In February, for the first time since August 2008, the sun went an entire month without any sunspots.
Sunspots are cooler regions of the sun. How many appear on the sun's surface depends on what cycle the sun is in. Every 11 years our star goes through a maximum, followed by a minimum (the entire magnetic cycle of the sun, when the poles flip, is 22 years).
Over the past three decades, the sun has been consistently dropping in activity. Maximum has been quieter than is typical; minimum has been particularly quiet. And this has caused some to make the false assumption that, as a result, Earth is going to cool.
This graph shows the decrease in solar activity over the past 33 years. (David Hathaway)

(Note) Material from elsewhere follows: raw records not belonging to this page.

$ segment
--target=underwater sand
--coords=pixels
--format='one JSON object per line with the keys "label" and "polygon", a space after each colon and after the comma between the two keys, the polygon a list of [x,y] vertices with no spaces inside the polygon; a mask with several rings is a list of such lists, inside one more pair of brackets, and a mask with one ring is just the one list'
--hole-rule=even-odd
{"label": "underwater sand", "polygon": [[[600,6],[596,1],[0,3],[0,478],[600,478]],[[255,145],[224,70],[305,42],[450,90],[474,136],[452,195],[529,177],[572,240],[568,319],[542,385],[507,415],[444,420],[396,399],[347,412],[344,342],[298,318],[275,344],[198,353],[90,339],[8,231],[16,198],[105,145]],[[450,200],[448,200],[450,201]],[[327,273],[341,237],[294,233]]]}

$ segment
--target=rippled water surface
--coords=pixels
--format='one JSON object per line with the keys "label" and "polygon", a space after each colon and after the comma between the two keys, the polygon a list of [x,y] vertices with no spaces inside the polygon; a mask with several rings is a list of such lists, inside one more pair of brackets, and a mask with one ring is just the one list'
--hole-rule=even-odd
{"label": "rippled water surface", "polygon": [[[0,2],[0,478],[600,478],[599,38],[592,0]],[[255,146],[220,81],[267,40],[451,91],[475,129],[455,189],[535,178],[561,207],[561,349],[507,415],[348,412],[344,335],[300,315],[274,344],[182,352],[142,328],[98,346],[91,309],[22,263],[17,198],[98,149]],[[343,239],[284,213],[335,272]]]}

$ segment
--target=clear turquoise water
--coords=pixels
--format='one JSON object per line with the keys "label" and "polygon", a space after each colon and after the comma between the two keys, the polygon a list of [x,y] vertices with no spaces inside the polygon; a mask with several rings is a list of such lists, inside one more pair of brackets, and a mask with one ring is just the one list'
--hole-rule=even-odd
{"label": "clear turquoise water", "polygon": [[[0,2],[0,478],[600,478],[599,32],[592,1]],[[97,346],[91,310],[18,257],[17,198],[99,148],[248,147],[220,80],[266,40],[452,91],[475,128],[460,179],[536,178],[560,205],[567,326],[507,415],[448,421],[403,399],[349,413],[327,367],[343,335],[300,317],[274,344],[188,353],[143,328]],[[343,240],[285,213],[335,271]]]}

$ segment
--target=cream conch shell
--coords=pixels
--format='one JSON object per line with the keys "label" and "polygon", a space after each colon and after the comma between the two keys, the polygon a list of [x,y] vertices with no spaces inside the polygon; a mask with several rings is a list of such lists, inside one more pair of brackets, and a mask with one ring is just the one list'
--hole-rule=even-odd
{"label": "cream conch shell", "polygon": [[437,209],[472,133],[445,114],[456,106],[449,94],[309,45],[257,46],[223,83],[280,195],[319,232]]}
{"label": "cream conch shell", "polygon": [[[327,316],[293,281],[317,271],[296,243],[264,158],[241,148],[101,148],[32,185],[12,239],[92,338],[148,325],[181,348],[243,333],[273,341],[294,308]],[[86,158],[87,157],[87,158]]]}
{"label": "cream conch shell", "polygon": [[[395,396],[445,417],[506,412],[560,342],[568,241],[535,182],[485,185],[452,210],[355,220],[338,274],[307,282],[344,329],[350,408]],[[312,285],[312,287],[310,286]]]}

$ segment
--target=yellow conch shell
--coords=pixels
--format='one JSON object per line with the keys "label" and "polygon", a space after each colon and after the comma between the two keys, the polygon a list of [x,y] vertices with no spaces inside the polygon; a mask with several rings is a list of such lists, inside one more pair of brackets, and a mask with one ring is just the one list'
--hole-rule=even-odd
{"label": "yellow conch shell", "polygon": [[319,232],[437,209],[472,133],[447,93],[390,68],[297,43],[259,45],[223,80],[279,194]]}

It all stems from an incident that took place between 1645 and 1715, called the Maunder Minimum, where sunspots all but disappeared. This coincided with the "Little Ice Age" that stretched from 1500 to 1850 in the northern hemisphere. In England, the Thames River froze over; Viking settlers abandoned Greenland.

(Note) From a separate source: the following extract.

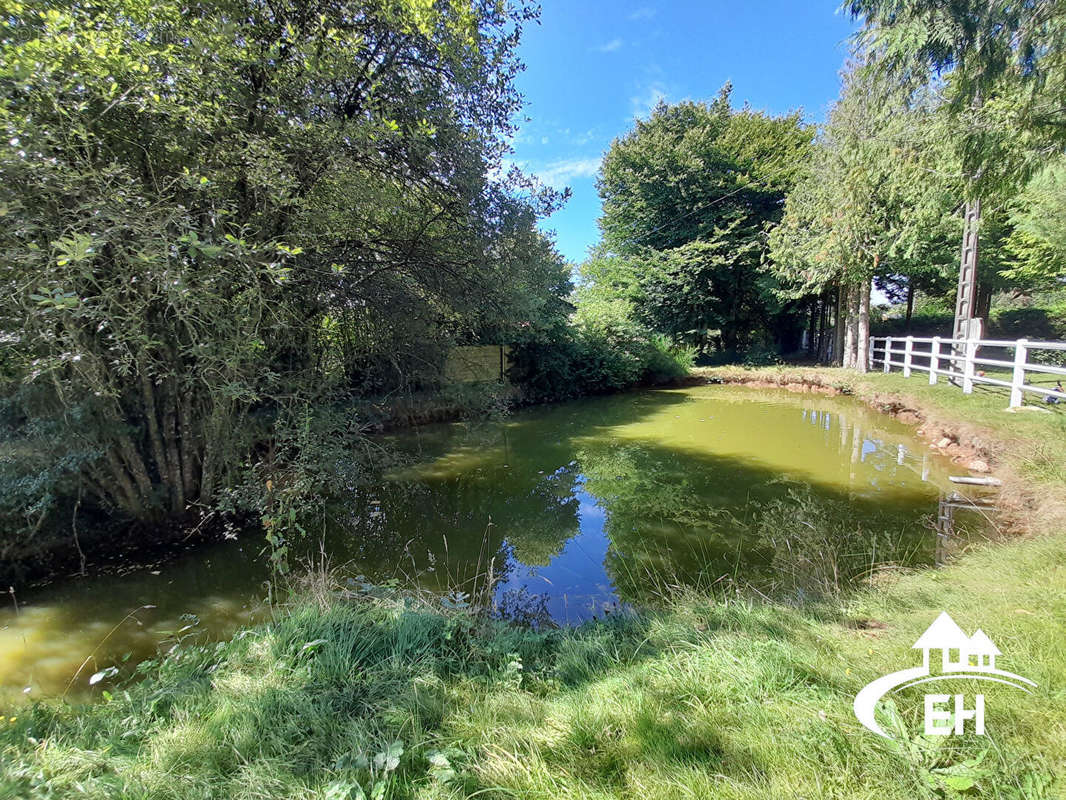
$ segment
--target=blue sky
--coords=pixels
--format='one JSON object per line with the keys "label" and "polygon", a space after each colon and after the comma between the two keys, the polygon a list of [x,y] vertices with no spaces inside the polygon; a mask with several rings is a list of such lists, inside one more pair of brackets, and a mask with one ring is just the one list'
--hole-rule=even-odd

As a result, there have been strong suggestions that the Maunder Minimum caused the Little Ice Age, but some scientists warn that there were other contributors, such as increased volcanic activity.
This graph illustrates solar activity over the past four centuries. The Maunder Minimum is evident.
On average, the sun produces 180 sunspots a cycle. The greatest ever was 285 in solar cycle 19; for solar cycle 24, so far it's been 116.
So, with the decrease in solar activity, are we heading into another Maunder Minimum?
"No Maunder Minimum. Certainly no Little Ice Age," said David Hathaway, an astrophysicist who once headed NASA's solar physics branch at the Marshall Space Flight Center. "The next cycle looks like it's going to be very much like this one."
He explains that, while the sun does dim during a minimum, it's only by a tenth of a per cent, which translates into a tenth of a degree Celsius. And with the warming by about 1C that we've seen due to climate change — and the warming that is to come — it's unlikely that we'll notice.